The keypairs of the self-signed X1 and cross-signed X1 certificates are the same. Both can be used to verify the R3 intermediate. (Which makes sense, as currently there also is just a single R3 intermediate cert, not two for each X1 cert.) You can think of the common name of the intermediate/root certificates as the name for the keypair and not as much as the name for a certificate.

6 Likes

Thank you, Osiris.

I guess we can try to create a custom solution to resolve this, but I am hoping that the endpoint can be updated, if only because it is the currently active signer.

2 Likes

win-acme.v2.0.10.444,

1 Like

Not sure if it will make any difference, but they are up to: win-acme.v2.1.18.1119

2 Likes

After the expiration of the DST Root CA X3 certificate at 10 pm on 9:30, 2021, will it affect the normal operation of the website?

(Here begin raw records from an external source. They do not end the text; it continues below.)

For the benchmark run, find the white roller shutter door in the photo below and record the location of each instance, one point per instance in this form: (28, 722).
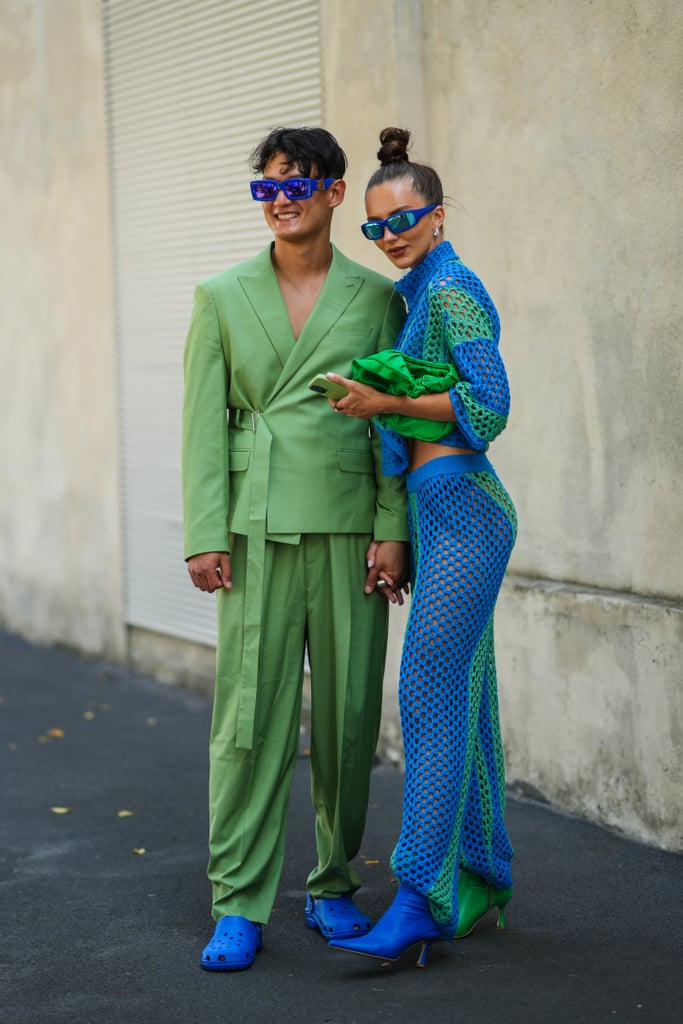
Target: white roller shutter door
(191, 88)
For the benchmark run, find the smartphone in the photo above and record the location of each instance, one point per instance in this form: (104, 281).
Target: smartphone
(331, 389)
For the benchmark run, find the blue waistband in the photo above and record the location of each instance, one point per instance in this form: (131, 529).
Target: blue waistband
(446, 465)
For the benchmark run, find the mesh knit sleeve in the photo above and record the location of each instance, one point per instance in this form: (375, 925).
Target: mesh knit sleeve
(469, 334)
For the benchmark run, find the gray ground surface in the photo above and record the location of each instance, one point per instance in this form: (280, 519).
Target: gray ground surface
(93, 932)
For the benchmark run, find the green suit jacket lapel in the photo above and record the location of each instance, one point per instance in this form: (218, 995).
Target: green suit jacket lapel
(340, 288)
(260, 287)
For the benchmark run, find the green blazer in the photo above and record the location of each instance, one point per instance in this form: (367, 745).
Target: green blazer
(262, 454)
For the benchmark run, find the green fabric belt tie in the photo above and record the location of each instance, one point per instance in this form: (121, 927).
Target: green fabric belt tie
(258, 502)
(393, 373)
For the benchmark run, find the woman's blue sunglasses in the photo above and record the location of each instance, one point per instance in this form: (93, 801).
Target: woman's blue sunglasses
(397, 222)
(265, 189)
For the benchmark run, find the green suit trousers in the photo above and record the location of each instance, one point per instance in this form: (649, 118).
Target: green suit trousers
(312, 596)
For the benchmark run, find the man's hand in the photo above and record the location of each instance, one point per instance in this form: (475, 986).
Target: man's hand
(388, 569)
(210, 570)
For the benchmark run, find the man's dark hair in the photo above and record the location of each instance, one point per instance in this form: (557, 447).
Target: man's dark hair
(314, 151)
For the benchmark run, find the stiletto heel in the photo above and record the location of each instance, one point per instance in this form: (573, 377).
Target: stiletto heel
(406, 923)
(475, 899)
(422, 958)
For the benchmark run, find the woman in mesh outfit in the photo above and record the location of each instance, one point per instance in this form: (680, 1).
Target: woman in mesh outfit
(453, 856)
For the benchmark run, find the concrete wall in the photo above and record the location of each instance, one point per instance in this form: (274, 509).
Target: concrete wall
(557, 130)
(59, 511)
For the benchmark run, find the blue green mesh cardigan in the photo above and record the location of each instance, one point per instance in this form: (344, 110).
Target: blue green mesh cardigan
(452, 318)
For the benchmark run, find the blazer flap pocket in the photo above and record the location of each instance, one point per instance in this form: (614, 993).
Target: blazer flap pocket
(355, 462)
(239, 460)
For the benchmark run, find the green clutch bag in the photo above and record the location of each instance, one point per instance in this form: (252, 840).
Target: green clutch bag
(393, 373)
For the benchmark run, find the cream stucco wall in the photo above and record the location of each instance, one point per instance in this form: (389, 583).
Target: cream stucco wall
(59, 510)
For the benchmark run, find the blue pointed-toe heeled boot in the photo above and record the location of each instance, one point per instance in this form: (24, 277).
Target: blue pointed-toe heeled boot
(406, 923)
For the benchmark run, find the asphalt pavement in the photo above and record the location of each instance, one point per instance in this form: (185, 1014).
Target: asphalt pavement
(104, 903)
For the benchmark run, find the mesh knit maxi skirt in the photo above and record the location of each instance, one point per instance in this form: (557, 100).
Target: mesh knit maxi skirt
(463, 526)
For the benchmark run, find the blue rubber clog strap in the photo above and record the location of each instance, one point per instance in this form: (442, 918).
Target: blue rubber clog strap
(233, 945)
(337, 919)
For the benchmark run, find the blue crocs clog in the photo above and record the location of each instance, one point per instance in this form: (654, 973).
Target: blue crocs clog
(233, 946)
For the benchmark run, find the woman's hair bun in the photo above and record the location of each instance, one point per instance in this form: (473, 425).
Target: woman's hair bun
(394, 143)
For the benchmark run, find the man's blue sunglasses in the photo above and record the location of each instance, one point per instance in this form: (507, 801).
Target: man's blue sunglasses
(265, 189)
(397, 222)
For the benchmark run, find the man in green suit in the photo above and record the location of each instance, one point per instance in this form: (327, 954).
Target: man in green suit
(289, 518)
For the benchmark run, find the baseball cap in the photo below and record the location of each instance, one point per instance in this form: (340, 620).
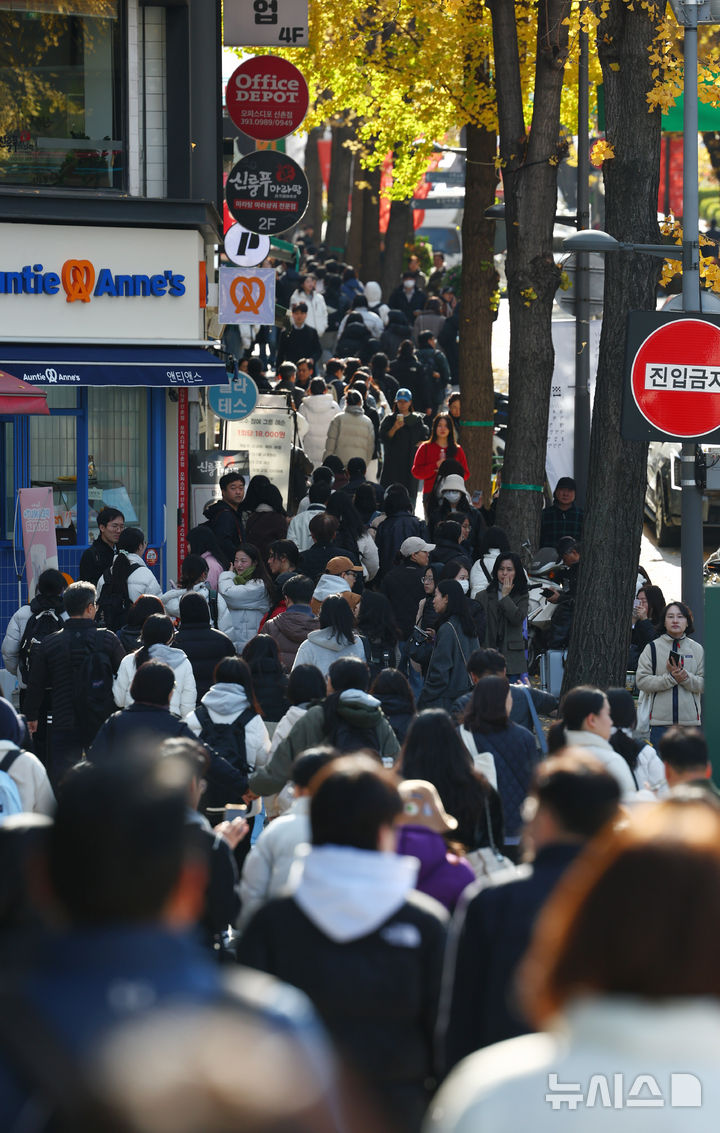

Will my website become an insecure address? I am using win-acme.v2.0.10.444 client, do I need to update? I am worried, my friend.

1 Like

Try this to disable use of the expiring R3 in your chain [on Windows servers]:

  • Open certlm.msc, expand the tree for [1] Intermediate Certification Authorities > Certificates and for [2] Untrusted Certificates > Certificates.
  • Drag R3 issued by DST Root CA X3 from [1] to [2], this will disallow the expiring R3. Don't do this for R3 issued by ISRG Root X1
  • Ensure you have R3 issued by ISRG Root X1 installed in Intermediate Certification Authorities > Certificates, if not you can get it from https://letsencrypt.org/certs/lets-encrypt-r3.der and install it to that store.

Check your served chain again, you may need a reboot.

3 Likes

Operate in your way, remove DST Root CA X3 and add ISRG Root X1. After restarting the server, there is no browser certificate and it is not updated. Do I need to wait until September 30 to change it?

Hi all.

We us the terraform ACME provider
provider "acme" {

server_url = "https://acme-v02.api.letsencrypt.org/directory"

}

and we are expecting that we may have to update the provider version or options in order to get the new root cert but from the provider docs we cannot see any options or version changes to do this?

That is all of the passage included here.